In September of last year, security researchers at the Keen Labs group of the Chinese tech giant Tencent pulled off an impressive feat of automotive hacking, completely undermining the security of a Tesla S to disable its brakes after it automatically connected to their rogue Wi-Fi hotspot. Tesla responded with a batch of security fixes, and even added a new security measure to its vehicles known as codesigning, which requires that any code installed on the car's head unit be signed with an unforgeable key held only by Tesla. Now, less than a year later, the same hackers have struck again, this time finding a path into the Tesla X's innards that works via not just a Wifi connection, but via a cellular signal, vastly increasing its range. And after defeating Tesla's codesigning protection and installing their own firmware on the vehicle to take control of its brakes, they added a wonderfully unnecessary flourish, captured in the video below.

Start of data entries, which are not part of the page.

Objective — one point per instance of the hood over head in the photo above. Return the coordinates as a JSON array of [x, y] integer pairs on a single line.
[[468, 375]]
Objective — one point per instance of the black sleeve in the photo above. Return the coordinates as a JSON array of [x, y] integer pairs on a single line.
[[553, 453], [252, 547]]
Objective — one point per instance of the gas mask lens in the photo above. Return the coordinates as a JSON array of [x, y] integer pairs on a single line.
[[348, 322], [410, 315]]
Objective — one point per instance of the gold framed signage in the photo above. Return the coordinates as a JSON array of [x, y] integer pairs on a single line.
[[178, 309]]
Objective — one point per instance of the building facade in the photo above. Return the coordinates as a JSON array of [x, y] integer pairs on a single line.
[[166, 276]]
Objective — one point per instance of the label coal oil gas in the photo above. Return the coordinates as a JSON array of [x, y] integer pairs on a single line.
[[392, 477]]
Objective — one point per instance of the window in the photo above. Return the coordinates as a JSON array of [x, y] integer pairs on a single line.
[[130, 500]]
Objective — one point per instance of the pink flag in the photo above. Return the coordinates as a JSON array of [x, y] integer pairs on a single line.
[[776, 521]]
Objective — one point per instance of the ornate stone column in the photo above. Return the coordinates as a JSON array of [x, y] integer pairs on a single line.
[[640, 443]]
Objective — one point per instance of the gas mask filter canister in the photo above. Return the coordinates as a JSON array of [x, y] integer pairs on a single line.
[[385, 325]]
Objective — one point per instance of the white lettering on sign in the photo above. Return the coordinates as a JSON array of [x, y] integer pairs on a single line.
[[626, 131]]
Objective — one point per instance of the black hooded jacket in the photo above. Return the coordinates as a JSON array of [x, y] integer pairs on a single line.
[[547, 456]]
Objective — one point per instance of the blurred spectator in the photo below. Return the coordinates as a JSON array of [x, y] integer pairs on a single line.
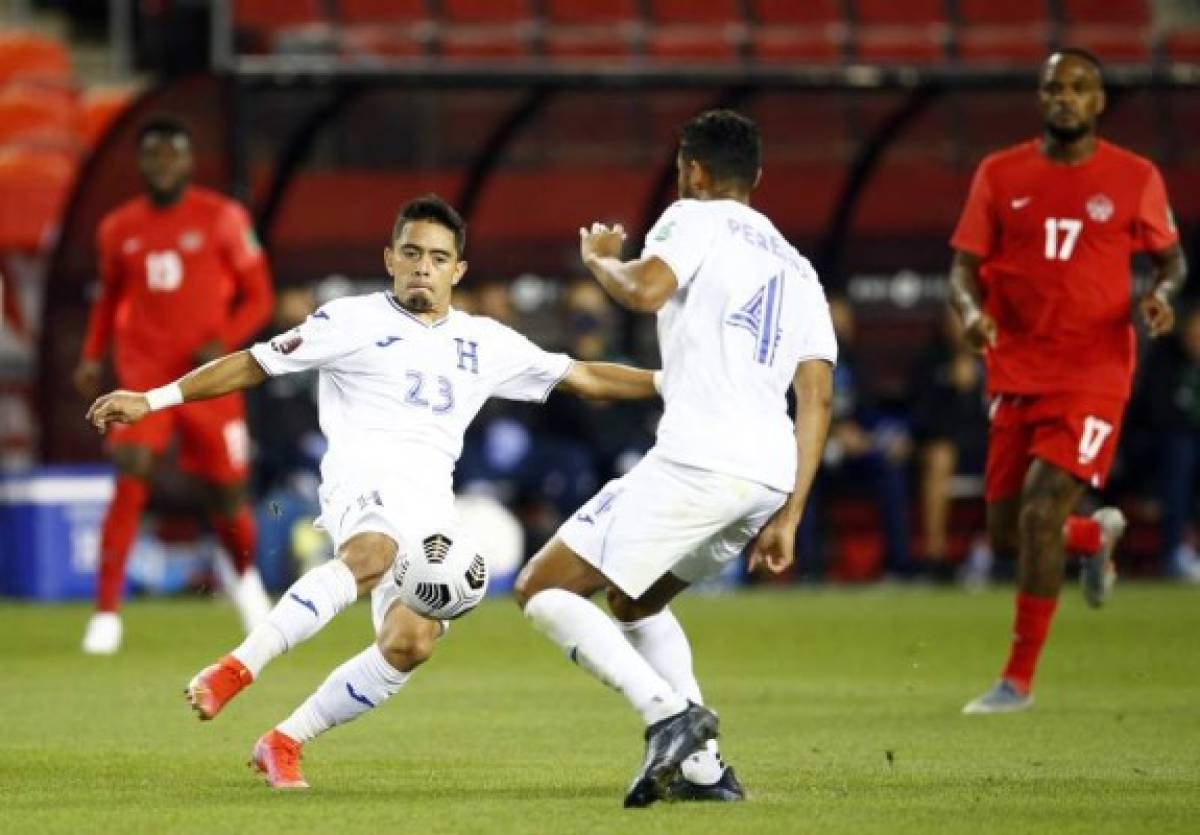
[[865, 446], [1169, 406], [949, 422]]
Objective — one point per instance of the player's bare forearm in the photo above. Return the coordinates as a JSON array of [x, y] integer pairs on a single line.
[[1170, 271], [814, 406], [609, 380], [232, 372]]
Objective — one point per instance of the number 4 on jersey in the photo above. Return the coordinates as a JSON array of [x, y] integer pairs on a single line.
[[760, 316]]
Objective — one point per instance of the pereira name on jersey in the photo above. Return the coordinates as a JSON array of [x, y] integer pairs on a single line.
[[1055, 242], [749, 308], [396, 394]]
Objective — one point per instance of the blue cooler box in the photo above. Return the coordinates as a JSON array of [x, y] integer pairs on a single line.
[[49, 530]]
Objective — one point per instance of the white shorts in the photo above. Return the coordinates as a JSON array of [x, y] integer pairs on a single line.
[[665, 517], [394, 509]]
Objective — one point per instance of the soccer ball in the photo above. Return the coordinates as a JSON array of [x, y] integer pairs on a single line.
[[441, 576]]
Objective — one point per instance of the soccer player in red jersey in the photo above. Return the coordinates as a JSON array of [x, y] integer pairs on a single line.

One group of hackers has modernized the old party trick of the woman singing a high pitched note at the perfect frequency to break a wine glass. With nothing but soundwaves emitted from a small "gun" device they created, they were able to vibrate the MEMS sensors that function as accelerometers and gyroscopes that stabilize everything from quadcopter drones to hoverboards to the image inside an Oculus Rift headset. By merely firing resonant sound waves at exactly the right frequency at those devices, the hackers say they could cause the hoverboard to tip, making the image inside the Oculus shake nauseatingly, and potentially knock a drone out of the sky. But the hackers, who work for Chinese e-commerce firm Alibaba, didn't exactly carry out all those dramatic attacks; They tested their drone hacking technique on a non-moving drone with its rotors removed for safety, and had to install the sonic emitter inside the hoverboard's case to make that attack work. But they argue those demos nonetheless prove their attack works, and could be made more powerful with larger, more expensive sonic equipment.
On Wednesday, FBI Cyber Division Unit Chief Tom Grasso gave a Black Hat audience details of the December Avalanche takedown orchestrated by a group of international law enforcement agencies. It took four years of work to eliminate the sophisticated online criminal infrastructure known as "Avalanche." The platform could act as a botnet, and was also used to power malware distribution, launch phishing attacks, and move stolen money. The initiative involved sinkholing more than 800,000 malicious domains, Grasso said, and in January 2016 when Avalanche administrators moved one of their private domain registration servers from Moldova to the US, officials got a search warrant and ultimately accessed administrator email addresses and a list of more than 200 clients.
Grasso particularly emphasized the crucial role of international cooperation in the operation. In addition to the necessity of law enforcement collaboration, the private sector also contributes to the FBI’s cyber crime work, offering everything from threat intelligence to technical help. In the case of Avalanche, numerous third parties including the Shadowserver Foundation and the German application research firm Fraunhofer contributed to the investigation. And Grasso made a plea for further assistance. “If you think you want to go out and take down a threat yourself but you’re like, ‘I don’t know if that would be legal,” we can make it legal for you to do that. We can take your good ideas and formulate them into a sound legal plan.”